Coagulase positive staphylococci species identification was performed by a MALDI-TOF MS: Microflex LT instrument (MALDI Biotyper, Bruker Daltonics) equipped with FlexControl software (version 3.3, Bruker Daltonics).
Antimicrobial susceptibility testing
Colonies grown on blood agar and on CHROMagar® MRSA II were tested for susceptibility to sixteen antimicrobial agents. The test was performed by the disk diffusion method on Mueller-Hinton agar (KIMA S.A.S, Padova, Italy) according to the guidelines of the Clinical Laboratory Standards Institute (CLSI) [17, 18]. Oxacillin was used as a marker to detect mecA-mediated methicillin resistance [17, 19].
Discs of penicillin G (10 IU), ampicillin (10 μg), amoxicillin-clavulanic acid (20 + 10 μg), oxacillin (1 μg), cefalotin (30 μg), spiramycin (100 μg), erythromycin (15 μg), tetracycline (30 μg), tilmicosin (15 μg), tylosin (30 μg), enrofloxacin (5 μg), licosamides (clindamycin CC 2 μg), tiamulin (30 μg), trimethoprim-sulfamethoxazole (1.25 + 23.75 μg) (BD BBL, New Jersey, USA), and cefquinone (30 μg) (Oxoid Ltd, Basingstoke, UK) were used for the antimicrobial sensitivity test. Interpretive criteria for the inhibition zone diameters provided by CLSI [17, 18], or alternatively by the manufacturers (i.e., tylosin), were followed.

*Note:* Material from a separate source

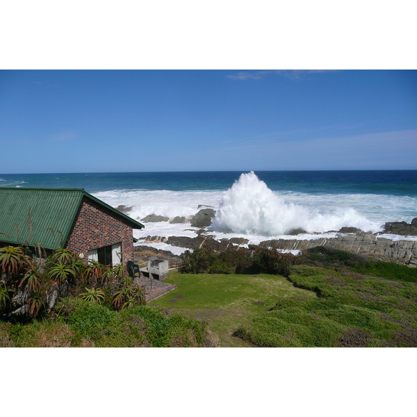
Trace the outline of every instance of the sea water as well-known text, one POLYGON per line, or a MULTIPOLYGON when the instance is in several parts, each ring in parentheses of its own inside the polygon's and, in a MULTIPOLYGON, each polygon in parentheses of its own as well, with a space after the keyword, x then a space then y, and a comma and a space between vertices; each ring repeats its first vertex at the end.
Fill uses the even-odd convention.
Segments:
MULTIPOLYGON (((417 217, 416 170, 0 174, 0 186, 83 188, 114 207, 130 207, 139 221, 149 214, 189 218, 199 206, 212 207, 213 234, 253 243, 294 238, 288 234, 295 229, 305 231, 296 238, 311 239, 343 227, 378 232, 386 222, 417 217)), ((135 237, 196 236, 189 222, 145 226, 135 237)))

Isolates resistant to three or more classes of antimicrobial agents were considered multidrug-resistant .
Identification of MRSP
Oxacillin-resistant S. pseudintermedius strains were confirmed as MRSP after the detection of the mecA gene by PCR . Staphylococcus aureus DSMZ 11729 was used as a control.
Genetic typing of methicillin-resistant S. pseudintermedius (MRSP) strains [Pulsed-field gel electrophoresis (PFGE), spa-typing, SCCmec typing and Multilocus Sequence Typing (MLST)]
spa- typing was performed according to the scheme developed by Moodley et al.  using sequence signatures 5’-AATAATTCA and 3’-GACAAGCG . Multilocus Sequence Typing (MLST) was performed according to Solyman et al. .
SCCmec types I–V, SCCmec III lacking SCC-Hg, II-III, and VII-241 were determined as previously described .
Preparation of chromosomal DNA and plugs (Agarose Prep; Amersham Biosciences, Uppsala, Sweden) for pulsed-field gel electrophoresis (PFGE) were performed according to the Harmony protocol , and S. aureus NCTC8325 was used as a control. DNA was fragmented using 20U SmaI (Fermentas, Vilnius, Lithuania), and the fragments were separated in a CHEF-DR-II system (BIO-Rad Lab, Hercules, CA) with a 1.2 % agarose gel (Agarose NA; GE Healthcare, Uppsala, Sweden). The gel was run for 24 h at 5.6 V cm-1 with pulsed-time ramping 2–5 s at 14 ° C. The analysis of the fragment pattern was performed in BioNumerics® version 7.1 (Applied Maths, Gent, Belgium) on fragments between 9 and 117 kb using the Dice coefficient and Unweighted Pair Group Method with Arithmetic Mean cluster analysis, with position optimization set at 0.5 % and tolerance at 1.2 %.
Analysis of data
The frequency of isolation of coagulase-positive staphylococci and of methicillin-resistant strains was compared between bitches that had been treated or untreated with antimicrobials (Fisher’s exact test) and among successive samples (Chi-squared test). The same test was used to assess the association between antimicrobial treatment and isolation of methicillin-resistant strains. The analysis of data was performed with GraphPad Prism software (GraphPad Software 4.00, California, USA.). P < 0.05 was considered statistically significant.